When my kids were in elementary school, I’d stage “Animal Plays” at bedtime, depicting the kids’ stuffed animals as them, and play-act their nighttime foibles. Like when my son would loudly announce from his bed, “I have to go to the bathroom!” My wife and I would yell back, “So go!” He’d run down the hall, feet thudding, go, flush and thump back. Re-enacting this with stuffed animals, me providing the dialogue and sound effects, had the kids killing themselves laughing.
These plays evolved from reading with my kids at bedtime. From earliest infancy, we’d read books before lights out while looking at the pictures together and talking about the illustrations and story. This makes good sense when your kids can talk and interact, so they learn words, how to read and get quality time with you. Of course, story time with books is also a good way to get kids to wind down and go to sleep. But reading and showing infants pictures: is this necessary? It turns out this is crucial for babies’ language acquisition, intelligence formation and future school performance.
In her book “Thirty Million Words,” Dr. Dana Suskind reviewed research showing that kids who hear more words as infants and toddlers grow more able brains. The original study posited that children from wealthier families did better in school and were more successful because they heard about thirty million more words than kids from impoverished families. While the reasons for gaps in school and economic success between rich and poor are far more complex, more talking to babies is an easy way to help close the gap. It’s clear that kids who get bedtime reading, and sleep better as a result, do better in school, are less angry and depressed and (for my benefit) stay out of the ER more!
Talking to babies while examining them is a happy part of my work. When you get 18 inches from a baby’s face and start talking, baby’s face lights up–eyes widen, eyebrows go up and baby starts interacting back. She will coo, smile and try lots of other facial expressions. 18 inches is the distance babies see best; it's that far to mother’s face when she’s nursing. Also, Dr. Robert Fantz, who began research on baby perception in the 1960s, noticed that his study assistant got better reactions from babies than himself, seemingly because the assistant had a bushy mustache and eyebrows.

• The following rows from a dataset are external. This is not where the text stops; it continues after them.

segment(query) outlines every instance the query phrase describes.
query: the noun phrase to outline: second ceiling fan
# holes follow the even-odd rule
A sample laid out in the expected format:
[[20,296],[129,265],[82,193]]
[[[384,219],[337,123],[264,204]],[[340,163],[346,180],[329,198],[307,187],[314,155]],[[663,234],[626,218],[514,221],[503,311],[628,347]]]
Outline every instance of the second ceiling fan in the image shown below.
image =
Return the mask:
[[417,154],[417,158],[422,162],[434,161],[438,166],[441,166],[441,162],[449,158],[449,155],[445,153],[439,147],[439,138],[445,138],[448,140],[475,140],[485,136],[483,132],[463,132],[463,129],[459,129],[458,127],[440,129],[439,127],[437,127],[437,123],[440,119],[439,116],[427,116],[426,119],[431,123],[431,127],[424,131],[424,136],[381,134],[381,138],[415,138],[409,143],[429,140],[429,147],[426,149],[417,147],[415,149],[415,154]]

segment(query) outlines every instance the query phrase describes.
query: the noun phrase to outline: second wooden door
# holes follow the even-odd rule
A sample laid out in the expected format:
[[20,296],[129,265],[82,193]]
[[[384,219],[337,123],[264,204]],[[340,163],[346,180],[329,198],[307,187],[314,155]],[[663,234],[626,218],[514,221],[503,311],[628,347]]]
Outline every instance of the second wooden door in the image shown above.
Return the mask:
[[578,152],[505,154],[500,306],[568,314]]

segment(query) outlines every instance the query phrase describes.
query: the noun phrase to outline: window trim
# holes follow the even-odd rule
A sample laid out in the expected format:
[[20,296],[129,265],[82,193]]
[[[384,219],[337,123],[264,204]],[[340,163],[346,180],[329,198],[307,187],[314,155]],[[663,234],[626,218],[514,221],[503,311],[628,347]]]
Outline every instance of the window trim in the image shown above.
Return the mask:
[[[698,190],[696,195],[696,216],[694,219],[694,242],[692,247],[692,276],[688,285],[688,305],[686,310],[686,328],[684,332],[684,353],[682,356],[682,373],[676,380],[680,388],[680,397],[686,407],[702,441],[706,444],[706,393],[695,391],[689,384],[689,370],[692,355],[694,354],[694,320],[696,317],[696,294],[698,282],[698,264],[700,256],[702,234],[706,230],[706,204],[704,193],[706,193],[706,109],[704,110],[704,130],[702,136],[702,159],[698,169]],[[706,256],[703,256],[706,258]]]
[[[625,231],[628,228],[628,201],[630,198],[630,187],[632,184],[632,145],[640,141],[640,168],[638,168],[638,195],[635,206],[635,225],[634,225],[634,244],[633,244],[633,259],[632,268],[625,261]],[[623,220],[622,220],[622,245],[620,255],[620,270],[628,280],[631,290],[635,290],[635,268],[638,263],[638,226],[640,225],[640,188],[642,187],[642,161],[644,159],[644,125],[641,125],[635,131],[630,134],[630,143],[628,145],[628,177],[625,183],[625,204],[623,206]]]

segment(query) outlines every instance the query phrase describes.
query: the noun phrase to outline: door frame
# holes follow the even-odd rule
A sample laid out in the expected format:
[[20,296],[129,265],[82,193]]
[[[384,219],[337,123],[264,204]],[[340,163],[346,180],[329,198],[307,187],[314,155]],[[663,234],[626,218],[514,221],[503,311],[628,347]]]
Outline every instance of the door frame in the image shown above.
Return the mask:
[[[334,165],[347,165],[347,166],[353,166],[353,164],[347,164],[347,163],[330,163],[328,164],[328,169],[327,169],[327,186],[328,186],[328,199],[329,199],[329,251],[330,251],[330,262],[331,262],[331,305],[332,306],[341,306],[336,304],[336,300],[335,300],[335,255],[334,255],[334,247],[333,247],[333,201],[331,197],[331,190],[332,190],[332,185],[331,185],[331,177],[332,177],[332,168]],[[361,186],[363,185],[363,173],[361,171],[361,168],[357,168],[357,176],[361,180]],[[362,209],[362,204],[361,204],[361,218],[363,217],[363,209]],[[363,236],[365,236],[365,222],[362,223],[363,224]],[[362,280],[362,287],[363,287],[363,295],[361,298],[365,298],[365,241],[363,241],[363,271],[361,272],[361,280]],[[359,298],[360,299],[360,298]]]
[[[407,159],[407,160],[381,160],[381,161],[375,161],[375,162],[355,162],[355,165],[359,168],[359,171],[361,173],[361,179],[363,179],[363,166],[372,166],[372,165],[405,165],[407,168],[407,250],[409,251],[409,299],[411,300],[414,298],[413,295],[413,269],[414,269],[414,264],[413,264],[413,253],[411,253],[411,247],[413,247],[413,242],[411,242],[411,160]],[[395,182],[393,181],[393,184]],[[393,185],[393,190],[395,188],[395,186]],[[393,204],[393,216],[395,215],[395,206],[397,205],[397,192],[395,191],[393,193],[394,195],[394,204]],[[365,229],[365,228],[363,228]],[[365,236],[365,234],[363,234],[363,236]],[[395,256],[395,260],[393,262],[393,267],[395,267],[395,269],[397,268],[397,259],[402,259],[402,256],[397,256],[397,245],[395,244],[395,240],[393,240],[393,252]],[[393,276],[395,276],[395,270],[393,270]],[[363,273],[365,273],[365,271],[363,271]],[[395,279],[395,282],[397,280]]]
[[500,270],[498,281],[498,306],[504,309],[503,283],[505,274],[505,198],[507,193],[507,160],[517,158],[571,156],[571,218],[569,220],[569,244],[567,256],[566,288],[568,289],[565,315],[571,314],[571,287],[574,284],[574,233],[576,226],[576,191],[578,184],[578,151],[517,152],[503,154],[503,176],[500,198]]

Frantz thus tested pictures of exaggerated facial features on babies and found they react more to face-like patterns than random designs. Babies automatically watch, and react to, human faces.
More recent science shows that, during these interactions, not only do babies’ faces light up, but their brains do as well. Scans of brain metabolism during interactions demonstrate that the more infants are talked to, with more varied words, the more their brains grow in complexity and functionality. However, many people are uncomfortable talking to kids; ‘What do you say to a baby?”
It turns out, say anything! Talk about your work, the laundry, what’s cooking. It’s less important what you say than how you’re saying it. Babies respond to “parentese,” the higher-pitched voice, with inflection (the “sing-song” of speech), and they try to imitate. The book “Thirty Million Words,” mentioned above, lays out rules for this talk. First, Tune In, meaning turn off TVs and phones and get kids’ attention. Second, Talk More: more and bigger words. Finally, Take Turns: give babies and children turns to respond and practice interacting. This talk particularly happens with bedtime story reading and is crucial for kids’ intelligence. Talking to babies isn't just fun, it's important too.